Developing a Predictive Model
Personalized recommendations for the customers: There are numerous products that are bought together by the customers thus use of this products to influence other customers so that they can buy the set of products leading to the improved business as well as revenue from the regions like ACT and HIMI region.
Use of promotional campaigns: It is suggested to carry out promotional campaigns for the products that are selling slowly and close out the product that are slow moving from the warehouses.
Free shipping ono all the Products: In addition to that, the organization should ship all the products freely in the different regions listed in the data set. This will help in attracting the customers to buy products again and again. The reason behind this can be as stated as the result of segmentation of the customers depending on the nature of the shipping.
Using feedback by the customers for product and services for sentiment analysis: The organization should try to get feedback from the customers about the services and products it offers. One of the most important aspect of collecting the feedbacks for the products is it can be used for sentiment analysis about the services and products.
The Sentiment analysis is a technique to find out the polarity of the opinions about services and products. Using text analytics along with the machine learning techniques, negative and positive reviews can be categorised in order to gather useful insights from the collected data related to the customer satisfaction which indicates the overall performance of the e-commerce site for a given segment of product or region. This kind of processed data is very useful resource for e-commerce organizations to target and acquire customer while improving the performance.
Increasing sales using product recommendations: From the result of the above analysis it is evident that., there are products that are bought together by the customers. Analysis of this sales of the product can be used by the organization to provide product recommendations that will be based on the product browsing history as well as purchasing behaviour.
Conclusion
With the ever increasing amount data is streaming from the e-commerce websites about the customers and their buying behaviour. This kind of data is getting more complicated as the data is continuously generating from many devices such as smart phones, personal computers, as well as from the social media.
Use of the prediction model can be beneficial for e-commerce organizations as it will help the organization to explore patterns among the different elements of dataset relate to the customers buying behaviours of a region. With the analysis of the dataset the organization would be able to find out required changes in the business strategies for a given region in which the organization operate its business.
From the analysis it is evident that there are regions in which the organization need to acquire new customers as well as retain the exiting one. For this the above mentioned recommendations can be utilized so that the business performance of business can be improved.
References
Akter, S. and Wamba, S.F., 2016. Big data analytics in E-commerce: a systematic review and agenda for future research. Electronic Markets, 26(2), pp.173-194.

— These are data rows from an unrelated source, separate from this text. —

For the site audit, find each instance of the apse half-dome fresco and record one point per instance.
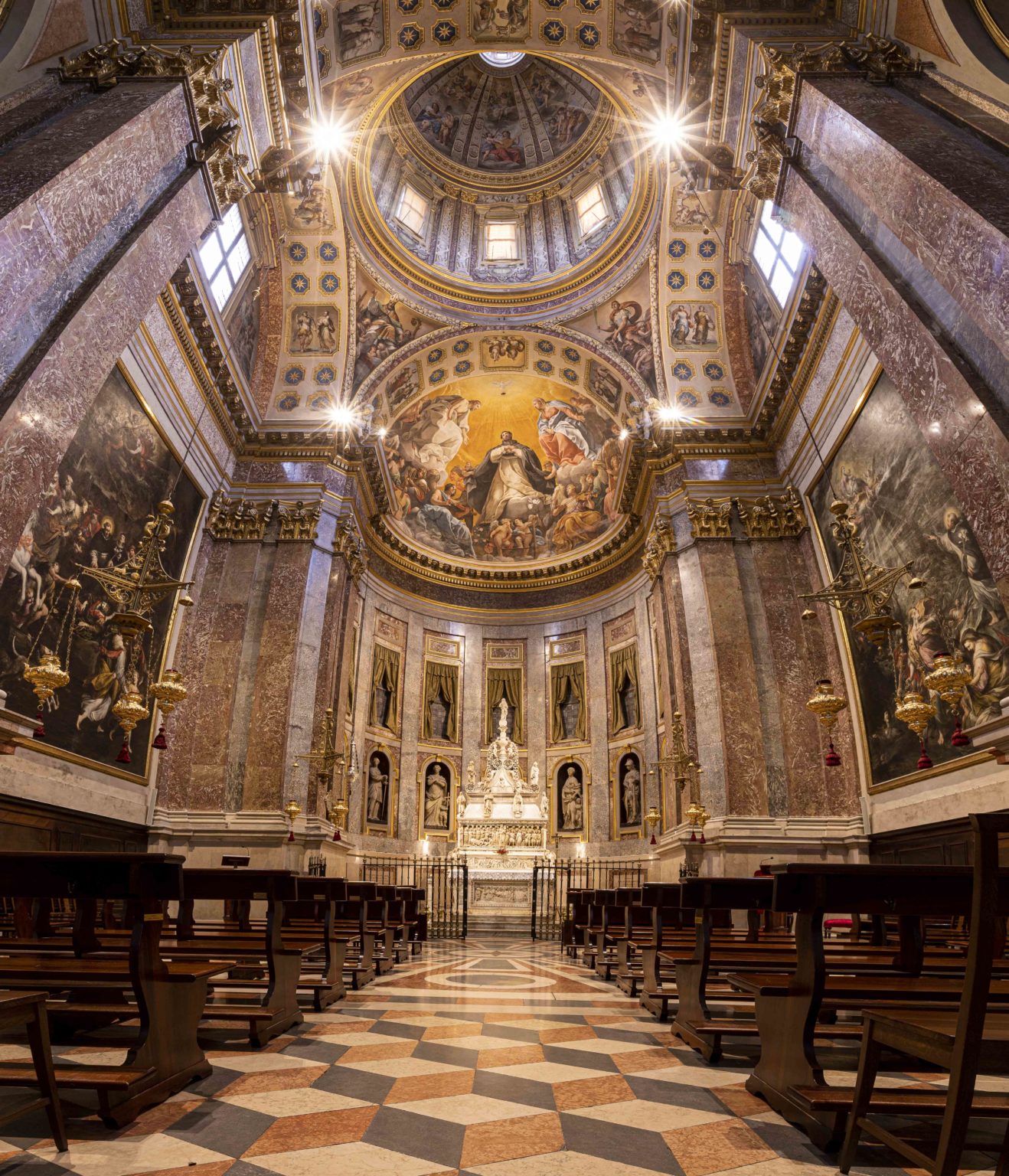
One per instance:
(514, 469)
(494, 120)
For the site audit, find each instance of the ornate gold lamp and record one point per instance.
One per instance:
(916, 713)
(138, 586)
(861, 590)
(827, 706)
(50, 673)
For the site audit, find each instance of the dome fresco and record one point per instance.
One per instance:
(494, 121)
(511, 469)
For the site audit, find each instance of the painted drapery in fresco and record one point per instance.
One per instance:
(906, 511)
(114, 473)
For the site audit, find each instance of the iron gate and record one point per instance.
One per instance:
(552, 881)
(446, 887)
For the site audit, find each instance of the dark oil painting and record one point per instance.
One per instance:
(114, 473)
(907, 511)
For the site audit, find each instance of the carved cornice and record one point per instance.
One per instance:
(661, 542)
(873, 57)
(238, 520)
(217, 132)
(298, 521)
(710, 519)
(773, 518)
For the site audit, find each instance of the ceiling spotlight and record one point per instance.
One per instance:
(666, 131)
(342, 416)
(331, 138)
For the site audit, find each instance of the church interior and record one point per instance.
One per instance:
(504, 646)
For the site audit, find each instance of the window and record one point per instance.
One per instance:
(412, 210)
(778, 253)
(225, 256)
(590, 208)
(501, 241)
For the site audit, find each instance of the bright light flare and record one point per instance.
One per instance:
(331, 138)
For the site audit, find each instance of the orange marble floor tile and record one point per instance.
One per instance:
(360, 1024)
(592, 1092)
(379, 1053)
(566, 1033)
(522, 1055)
(273, 1080)
(302, 1132)
(717, 1147)
(740, 1101)
(436, 1033)
(430, 1086)
(487, 1143)
(656, 1059)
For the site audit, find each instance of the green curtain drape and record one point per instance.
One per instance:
(386, 671)
(504, 682)
(563, 678)
(622, 669)
(441, 679)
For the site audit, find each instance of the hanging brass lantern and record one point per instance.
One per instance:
(916, 713)
(948, 678)
(827, 706)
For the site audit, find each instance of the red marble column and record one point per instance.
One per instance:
(930, 374)
(743, 737)
(98, 208)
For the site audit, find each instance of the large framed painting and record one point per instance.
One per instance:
(92, 515)
(906, 509)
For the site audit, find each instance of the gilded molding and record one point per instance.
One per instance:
(214, 149)
(298, 521)
(874, 57)
(773, 517)
(238, 520)
(661, 542)
(710, 519)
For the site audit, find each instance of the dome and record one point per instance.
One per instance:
(511, 191)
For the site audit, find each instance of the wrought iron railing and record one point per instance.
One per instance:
(553, 881)
(446, 887)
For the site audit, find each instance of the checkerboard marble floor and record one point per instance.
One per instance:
(495, 1059)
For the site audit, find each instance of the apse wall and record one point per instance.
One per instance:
(594, 652)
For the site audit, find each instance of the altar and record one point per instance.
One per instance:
(501, 828)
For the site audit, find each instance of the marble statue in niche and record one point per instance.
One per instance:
(906, 509)
(570, 798)
(114, 473)
(377, 796)
(438, 798)
(629, 790)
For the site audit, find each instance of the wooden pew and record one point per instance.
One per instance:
(958, 1041)
(169, 995)
(788, 1075)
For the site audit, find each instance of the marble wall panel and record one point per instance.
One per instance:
(973, 452)
(266, 755)
(44, 416)
(746, 763)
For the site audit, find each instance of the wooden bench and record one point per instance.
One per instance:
(169, 996)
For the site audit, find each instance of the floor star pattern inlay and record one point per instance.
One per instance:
(447, 1067)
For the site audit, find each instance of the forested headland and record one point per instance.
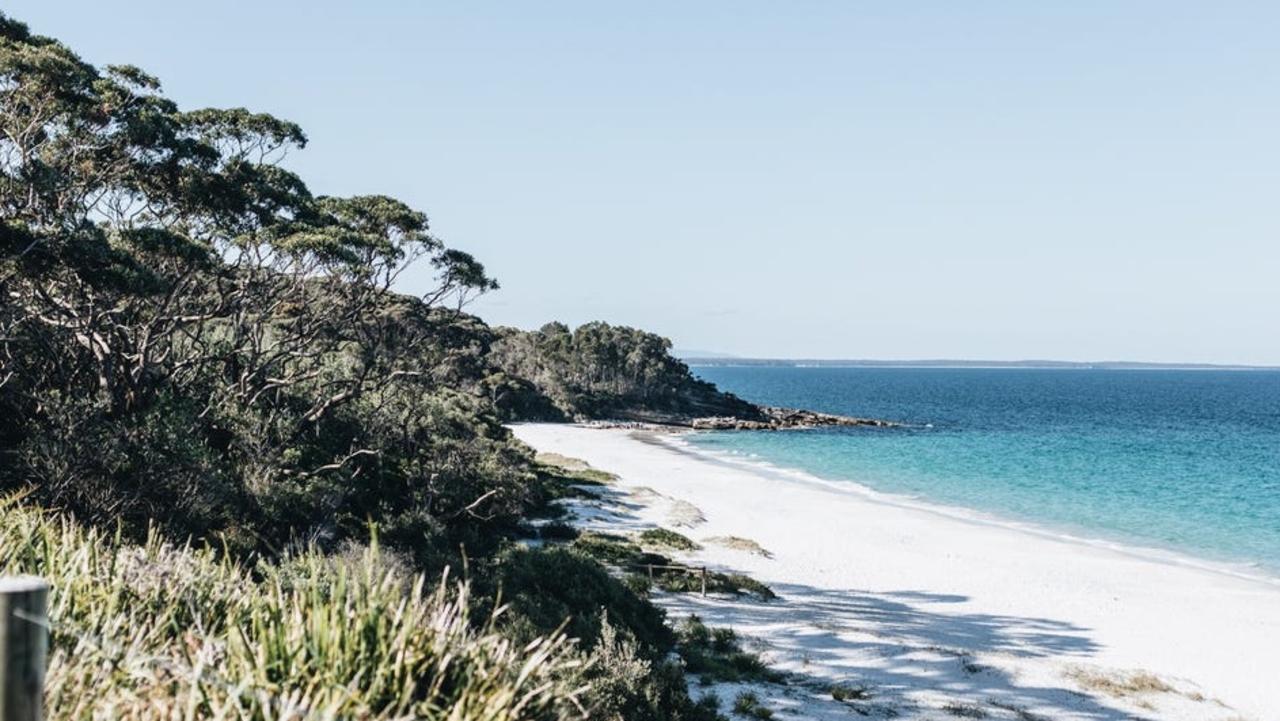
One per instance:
(225, 430)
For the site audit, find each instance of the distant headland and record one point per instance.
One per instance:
(712, 360)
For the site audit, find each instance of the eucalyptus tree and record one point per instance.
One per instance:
(177, 302)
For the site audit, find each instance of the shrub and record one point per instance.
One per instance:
(352, 635)
(548, 585)
(714, 655)
(662, 537)
(749, 704)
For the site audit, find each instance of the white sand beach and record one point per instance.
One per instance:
(940, 615)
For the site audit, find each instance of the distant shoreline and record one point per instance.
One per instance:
(964, 364)
(933, 610)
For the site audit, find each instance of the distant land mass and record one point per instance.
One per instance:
(712, 360)
(693, 354)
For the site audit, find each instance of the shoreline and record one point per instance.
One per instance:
(892, 592)
(1232, 567)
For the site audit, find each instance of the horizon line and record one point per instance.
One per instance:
(963, 363)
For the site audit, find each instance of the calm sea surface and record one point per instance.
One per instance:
(1187, 461)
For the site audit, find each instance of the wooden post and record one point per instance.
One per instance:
(23, 642)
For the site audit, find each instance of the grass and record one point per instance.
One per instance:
(717, 656)
(159, 631)
(749, 704)
(736, 543)
(557, 530)
(964, 711)
(685, 515)
(663, 538)
(574, 469)
(615, 550)
(1121, 684)
(621, 552)
(850, 693)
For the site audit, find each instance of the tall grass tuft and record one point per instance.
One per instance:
(158, 631)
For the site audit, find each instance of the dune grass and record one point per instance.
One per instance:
(160, 631)
(737, 543)
(1120, 685)
(663, 538)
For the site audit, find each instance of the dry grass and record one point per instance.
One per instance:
(1120, 685)
(156, 631)
(736, 543)
(560, 461)
(685, 515)
(964, 710)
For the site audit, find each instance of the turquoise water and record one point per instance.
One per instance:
(1187, 461)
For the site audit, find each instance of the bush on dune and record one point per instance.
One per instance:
(334, 637)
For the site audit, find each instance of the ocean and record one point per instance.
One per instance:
(1184, 461)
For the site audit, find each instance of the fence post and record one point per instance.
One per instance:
(23, 643)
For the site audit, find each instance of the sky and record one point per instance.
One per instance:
(1087, 179)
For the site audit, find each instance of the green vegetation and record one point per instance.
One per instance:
(205, 370)
(749, 704)
(737, 543)
(352, 635)
(663, 538)
(600, 370)
(624, 553)
(850, 693)
(717, 657)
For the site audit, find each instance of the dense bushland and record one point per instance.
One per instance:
(611, 370)
(206, 361)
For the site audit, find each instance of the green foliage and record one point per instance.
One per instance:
(716, 655)
(341, 637)
(629, 685)
(557, 530)
(749, 704)
(600, 370)
(545, 587)
(841, 692)
(196, 346)
(688, 582)
(664, 538)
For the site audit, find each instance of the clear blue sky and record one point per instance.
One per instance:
(894, 179)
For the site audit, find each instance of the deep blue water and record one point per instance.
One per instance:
(1178, 460)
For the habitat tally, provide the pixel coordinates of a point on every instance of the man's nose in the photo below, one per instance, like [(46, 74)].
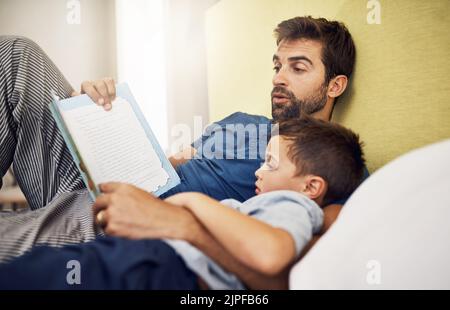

Baardman, L., Levin, I., Perakis, G. and Singhvi, D., 2017. Leveraging Comparables for New Product Sales Forecasting.
Montgomery, D.C., Jennings, C.L. and Kulahci, M., 2015. Introduction to time series analysis and forecasting. John Wiley & Sons.
Omondi, A.O. and Mbugua, A.W., 2017. An Application of association rule learning in recommender systems for e-Commerce and its effect on marketing.
Van Donselaar, K.H., Peters, J., De Jong, A. and Broekmeulen, R.A.C.M., 2016. Analysis and forecasting of demand during promotions for perishable items. International Journal of Production Economics, 172, pp.65-75.